Deadliest Catch is at risk as crabbing season gets cancelled after billions go missing
Deadliest Catch is at risk as crabbing season gets cancelled after billions go missing
Aside from crab fishing season being canceled, Bristol Bay’s red king crab fishery will also be closed, for the second year in a row. Both decisions follow shellfish surveys that revealed startling population collapses.
Crabbing season has been canceled for the first time in history
Miranda Westphal, a biologist at the state Department of Fish and Game (ADF&G), said to Alaska Public Media that between 2019 and 2021, snow crab numbers in the Bering Sea fell by about 90%. 2022 counts have dropped even further. The biologist explained:
In 2021 when they surveyed, we saw the largest decline we’ve ever seen in the snow crab population, which was very startling, I think, for everyone.

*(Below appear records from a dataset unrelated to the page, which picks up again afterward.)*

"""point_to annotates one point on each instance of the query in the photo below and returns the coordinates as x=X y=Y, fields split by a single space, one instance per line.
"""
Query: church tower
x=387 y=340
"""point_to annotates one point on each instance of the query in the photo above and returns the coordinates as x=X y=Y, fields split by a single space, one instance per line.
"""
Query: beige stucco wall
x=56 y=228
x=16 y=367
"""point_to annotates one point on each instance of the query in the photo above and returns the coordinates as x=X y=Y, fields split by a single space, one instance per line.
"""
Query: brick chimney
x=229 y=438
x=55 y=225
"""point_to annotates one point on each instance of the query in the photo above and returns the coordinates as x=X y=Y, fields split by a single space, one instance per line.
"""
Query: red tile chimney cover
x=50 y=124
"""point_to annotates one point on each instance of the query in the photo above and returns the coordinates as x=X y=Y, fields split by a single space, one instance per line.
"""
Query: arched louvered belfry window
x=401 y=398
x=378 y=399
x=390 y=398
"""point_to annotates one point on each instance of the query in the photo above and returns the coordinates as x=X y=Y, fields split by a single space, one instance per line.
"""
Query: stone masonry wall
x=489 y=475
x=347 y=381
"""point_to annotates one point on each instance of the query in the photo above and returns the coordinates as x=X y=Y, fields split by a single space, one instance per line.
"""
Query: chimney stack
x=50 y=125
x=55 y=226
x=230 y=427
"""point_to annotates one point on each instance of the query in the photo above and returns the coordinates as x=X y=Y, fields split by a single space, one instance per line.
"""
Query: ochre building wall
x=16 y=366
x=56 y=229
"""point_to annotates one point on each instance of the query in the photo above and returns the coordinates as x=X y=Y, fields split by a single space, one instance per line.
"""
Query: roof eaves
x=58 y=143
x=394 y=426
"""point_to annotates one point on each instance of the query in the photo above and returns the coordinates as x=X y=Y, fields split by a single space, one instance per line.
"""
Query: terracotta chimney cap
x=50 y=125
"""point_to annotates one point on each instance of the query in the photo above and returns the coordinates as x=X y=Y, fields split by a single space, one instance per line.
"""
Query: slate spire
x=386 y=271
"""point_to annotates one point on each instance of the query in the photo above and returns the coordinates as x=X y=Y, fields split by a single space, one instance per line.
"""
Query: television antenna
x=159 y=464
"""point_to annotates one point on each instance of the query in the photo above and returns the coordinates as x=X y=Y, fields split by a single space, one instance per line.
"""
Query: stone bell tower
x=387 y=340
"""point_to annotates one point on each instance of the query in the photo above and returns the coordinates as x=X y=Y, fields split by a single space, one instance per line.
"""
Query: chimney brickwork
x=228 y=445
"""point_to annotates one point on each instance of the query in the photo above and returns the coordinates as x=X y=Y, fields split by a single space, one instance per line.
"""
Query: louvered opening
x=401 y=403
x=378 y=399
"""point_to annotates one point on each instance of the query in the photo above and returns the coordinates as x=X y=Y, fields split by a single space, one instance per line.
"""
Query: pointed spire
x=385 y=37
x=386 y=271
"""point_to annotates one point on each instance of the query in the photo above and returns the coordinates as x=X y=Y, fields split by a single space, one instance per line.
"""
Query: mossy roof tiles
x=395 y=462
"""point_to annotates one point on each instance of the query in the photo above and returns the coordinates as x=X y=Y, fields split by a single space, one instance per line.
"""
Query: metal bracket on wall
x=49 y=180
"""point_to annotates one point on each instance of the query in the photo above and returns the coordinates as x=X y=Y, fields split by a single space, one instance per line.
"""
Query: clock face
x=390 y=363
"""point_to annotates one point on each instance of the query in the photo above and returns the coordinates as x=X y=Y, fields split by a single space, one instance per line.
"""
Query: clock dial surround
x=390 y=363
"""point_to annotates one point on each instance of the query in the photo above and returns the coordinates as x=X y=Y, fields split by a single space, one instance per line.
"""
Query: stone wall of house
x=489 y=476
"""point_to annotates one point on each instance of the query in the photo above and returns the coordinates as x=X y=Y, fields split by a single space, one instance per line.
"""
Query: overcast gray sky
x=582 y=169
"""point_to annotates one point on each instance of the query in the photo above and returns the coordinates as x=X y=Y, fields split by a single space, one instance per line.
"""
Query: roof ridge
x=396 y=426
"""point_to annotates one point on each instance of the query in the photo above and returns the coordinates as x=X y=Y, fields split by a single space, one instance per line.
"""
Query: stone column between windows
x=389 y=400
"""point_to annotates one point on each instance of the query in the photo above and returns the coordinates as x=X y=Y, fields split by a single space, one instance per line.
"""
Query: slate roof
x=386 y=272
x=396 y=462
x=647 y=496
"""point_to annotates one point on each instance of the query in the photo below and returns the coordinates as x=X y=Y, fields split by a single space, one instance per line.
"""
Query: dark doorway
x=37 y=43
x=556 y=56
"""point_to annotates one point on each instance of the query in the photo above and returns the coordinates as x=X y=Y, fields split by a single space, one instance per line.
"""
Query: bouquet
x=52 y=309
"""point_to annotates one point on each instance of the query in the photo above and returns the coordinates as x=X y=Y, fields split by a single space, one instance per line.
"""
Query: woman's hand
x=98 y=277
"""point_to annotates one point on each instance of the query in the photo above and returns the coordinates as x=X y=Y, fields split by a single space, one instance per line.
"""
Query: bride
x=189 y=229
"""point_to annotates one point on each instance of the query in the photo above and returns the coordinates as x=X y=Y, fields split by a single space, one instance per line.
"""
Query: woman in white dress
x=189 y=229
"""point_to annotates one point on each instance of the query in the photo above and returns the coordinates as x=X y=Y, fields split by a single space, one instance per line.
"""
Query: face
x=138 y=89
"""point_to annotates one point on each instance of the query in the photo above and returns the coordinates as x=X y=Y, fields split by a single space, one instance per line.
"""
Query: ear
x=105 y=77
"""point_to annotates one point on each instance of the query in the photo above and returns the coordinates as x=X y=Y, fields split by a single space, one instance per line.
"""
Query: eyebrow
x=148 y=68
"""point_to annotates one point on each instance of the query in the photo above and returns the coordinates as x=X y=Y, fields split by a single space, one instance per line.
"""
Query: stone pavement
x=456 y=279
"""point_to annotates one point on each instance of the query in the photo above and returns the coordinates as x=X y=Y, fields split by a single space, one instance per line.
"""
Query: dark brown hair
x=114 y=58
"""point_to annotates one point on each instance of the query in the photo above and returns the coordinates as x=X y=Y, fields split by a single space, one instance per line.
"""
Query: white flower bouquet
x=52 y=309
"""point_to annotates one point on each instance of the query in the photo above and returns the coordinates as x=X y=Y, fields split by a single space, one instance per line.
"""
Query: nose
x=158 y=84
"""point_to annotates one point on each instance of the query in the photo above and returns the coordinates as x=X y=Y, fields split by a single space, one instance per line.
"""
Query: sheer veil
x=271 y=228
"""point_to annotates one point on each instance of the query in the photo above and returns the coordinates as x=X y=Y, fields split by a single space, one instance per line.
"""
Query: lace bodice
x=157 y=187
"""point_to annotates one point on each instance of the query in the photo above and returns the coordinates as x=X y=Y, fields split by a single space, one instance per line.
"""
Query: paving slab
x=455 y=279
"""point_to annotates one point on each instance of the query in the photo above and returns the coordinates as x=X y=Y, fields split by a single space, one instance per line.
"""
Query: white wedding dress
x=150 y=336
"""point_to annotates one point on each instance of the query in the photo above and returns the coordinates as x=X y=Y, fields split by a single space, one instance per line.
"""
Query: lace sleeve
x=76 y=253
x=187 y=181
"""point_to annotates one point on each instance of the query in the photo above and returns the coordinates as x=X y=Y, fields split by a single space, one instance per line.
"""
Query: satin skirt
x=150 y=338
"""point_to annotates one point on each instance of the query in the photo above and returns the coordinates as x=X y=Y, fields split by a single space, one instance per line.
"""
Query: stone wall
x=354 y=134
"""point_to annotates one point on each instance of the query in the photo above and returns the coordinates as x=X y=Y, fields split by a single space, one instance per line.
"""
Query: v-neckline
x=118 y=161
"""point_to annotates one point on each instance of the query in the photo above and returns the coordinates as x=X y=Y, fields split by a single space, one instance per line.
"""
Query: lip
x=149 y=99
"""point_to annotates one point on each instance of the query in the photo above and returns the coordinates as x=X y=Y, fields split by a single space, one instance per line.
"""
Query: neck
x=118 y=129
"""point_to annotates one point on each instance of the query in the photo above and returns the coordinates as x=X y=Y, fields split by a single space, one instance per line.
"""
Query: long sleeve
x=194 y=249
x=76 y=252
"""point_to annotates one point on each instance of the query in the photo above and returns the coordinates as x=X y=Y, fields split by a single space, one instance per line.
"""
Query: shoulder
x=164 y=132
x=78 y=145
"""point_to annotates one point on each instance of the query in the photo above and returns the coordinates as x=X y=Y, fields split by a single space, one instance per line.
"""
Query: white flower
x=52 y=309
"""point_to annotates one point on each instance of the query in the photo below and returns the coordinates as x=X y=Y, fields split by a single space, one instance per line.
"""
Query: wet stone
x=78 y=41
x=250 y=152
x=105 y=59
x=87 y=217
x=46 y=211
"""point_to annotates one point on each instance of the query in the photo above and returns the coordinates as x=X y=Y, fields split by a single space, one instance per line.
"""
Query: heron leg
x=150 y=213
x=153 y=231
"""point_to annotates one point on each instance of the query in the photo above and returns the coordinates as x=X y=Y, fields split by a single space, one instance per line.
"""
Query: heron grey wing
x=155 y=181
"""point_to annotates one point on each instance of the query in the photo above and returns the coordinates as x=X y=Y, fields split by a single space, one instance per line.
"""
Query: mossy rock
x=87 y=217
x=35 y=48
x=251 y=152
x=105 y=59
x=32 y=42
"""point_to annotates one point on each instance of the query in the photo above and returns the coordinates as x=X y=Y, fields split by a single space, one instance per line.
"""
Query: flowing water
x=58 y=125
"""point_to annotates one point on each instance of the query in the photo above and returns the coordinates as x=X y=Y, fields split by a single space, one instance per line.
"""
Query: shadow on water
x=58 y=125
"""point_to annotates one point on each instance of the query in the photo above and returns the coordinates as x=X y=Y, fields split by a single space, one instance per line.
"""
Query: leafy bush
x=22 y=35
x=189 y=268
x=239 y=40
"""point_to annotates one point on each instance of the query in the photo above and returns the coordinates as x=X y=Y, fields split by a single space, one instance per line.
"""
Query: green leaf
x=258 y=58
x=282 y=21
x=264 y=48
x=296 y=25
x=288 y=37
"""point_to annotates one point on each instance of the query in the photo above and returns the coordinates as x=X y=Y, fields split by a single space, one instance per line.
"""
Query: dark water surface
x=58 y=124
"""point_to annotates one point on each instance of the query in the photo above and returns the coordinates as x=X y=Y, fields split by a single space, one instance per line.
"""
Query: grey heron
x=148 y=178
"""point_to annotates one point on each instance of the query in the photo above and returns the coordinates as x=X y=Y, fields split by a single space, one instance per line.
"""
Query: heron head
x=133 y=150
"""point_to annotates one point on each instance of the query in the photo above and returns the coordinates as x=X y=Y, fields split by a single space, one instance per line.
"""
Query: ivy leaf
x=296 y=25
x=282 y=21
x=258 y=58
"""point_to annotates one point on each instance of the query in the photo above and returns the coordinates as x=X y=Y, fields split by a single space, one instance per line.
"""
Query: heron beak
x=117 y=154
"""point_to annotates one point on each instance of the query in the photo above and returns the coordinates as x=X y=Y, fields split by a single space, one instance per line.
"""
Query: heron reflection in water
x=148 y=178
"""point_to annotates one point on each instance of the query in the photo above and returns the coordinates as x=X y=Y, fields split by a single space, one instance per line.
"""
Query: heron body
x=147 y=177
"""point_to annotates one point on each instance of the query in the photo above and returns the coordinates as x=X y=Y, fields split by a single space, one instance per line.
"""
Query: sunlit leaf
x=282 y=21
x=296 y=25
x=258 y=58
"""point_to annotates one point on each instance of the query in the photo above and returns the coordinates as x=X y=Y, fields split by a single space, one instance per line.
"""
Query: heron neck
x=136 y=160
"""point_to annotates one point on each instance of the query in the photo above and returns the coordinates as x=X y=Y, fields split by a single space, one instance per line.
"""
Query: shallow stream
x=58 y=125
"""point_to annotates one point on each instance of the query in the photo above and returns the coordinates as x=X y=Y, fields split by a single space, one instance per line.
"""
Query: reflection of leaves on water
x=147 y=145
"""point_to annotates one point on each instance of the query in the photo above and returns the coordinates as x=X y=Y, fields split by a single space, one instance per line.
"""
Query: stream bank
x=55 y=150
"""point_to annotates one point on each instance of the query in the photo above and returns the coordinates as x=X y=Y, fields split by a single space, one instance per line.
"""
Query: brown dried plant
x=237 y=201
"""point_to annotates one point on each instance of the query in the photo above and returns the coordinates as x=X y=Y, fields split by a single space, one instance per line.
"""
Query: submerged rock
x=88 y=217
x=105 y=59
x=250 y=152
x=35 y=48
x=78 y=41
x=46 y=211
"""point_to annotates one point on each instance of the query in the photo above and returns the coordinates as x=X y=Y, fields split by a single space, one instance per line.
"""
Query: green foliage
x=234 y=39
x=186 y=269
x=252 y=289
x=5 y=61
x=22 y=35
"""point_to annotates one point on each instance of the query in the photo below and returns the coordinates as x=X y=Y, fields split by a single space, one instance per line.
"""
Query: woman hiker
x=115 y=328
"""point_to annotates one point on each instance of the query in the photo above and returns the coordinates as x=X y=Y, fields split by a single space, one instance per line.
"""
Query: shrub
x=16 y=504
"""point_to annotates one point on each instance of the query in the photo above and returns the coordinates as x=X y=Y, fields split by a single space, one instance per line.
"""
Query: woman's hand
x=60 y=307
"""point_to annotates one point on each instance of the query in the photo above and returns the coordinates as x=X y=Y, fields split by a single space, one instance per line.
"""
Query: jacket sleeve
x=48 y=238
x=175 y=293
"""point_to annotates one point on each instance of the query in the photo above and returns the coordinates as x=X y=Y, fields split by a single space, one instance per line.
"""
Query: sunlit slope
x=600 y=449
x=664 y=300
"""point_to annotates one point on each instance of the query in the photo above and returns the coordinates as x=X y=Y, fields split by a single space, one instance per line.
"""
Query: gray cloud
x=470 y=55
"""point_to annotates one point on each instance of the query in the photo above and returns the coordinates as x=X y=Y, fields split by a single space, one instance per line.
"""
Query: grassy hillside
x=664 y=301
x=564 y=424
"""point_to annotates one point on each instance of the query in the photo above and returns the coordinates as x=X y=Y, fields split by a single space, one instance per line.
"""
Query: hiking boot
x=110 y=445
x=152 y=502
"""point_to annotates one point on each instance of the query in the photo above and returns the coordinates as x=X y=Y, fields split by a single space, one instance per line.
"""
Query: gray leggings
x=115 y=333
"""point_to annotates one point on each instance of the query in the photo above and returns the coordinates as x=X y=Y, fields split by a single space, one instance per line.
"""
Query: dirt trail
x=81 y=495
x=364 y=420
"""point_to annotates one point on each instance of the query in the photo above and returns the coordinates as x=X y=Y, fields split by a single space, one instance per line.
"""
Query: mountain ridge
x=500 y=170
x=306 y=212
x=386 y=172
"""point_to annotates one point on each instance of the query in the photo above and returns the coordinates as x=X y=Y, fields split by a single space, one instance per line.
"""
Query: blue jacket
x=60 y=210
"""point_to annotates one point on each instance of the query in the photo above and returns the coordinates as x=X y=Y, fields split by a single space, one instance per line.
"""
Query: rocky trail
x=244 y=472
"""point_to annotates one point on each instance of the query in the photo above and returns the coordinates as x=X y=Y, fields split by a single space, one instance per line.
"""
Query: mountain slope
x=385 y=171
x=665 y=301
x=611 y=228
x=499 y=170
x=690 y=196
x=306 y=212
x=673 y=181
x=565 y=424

The ADF&G announced that now they must focus on the management of Bering Sea snow crabs as well as their conservation and rebuilding given the condition of the stock.
Fisherman are going to be “hurting” for the next year
The state’s crab fishing industry, dramatized in Discovery Channel’s Deadliest Catch, will severely struggle as a result of the latest news. One of the fishermen, Gabriel Prout, told Alaska Public Media:
People are really going to have to make some hard calls here, whether that’s…selling their vessels [or] looking for other opportunities in other fishing sectors which is few and far between.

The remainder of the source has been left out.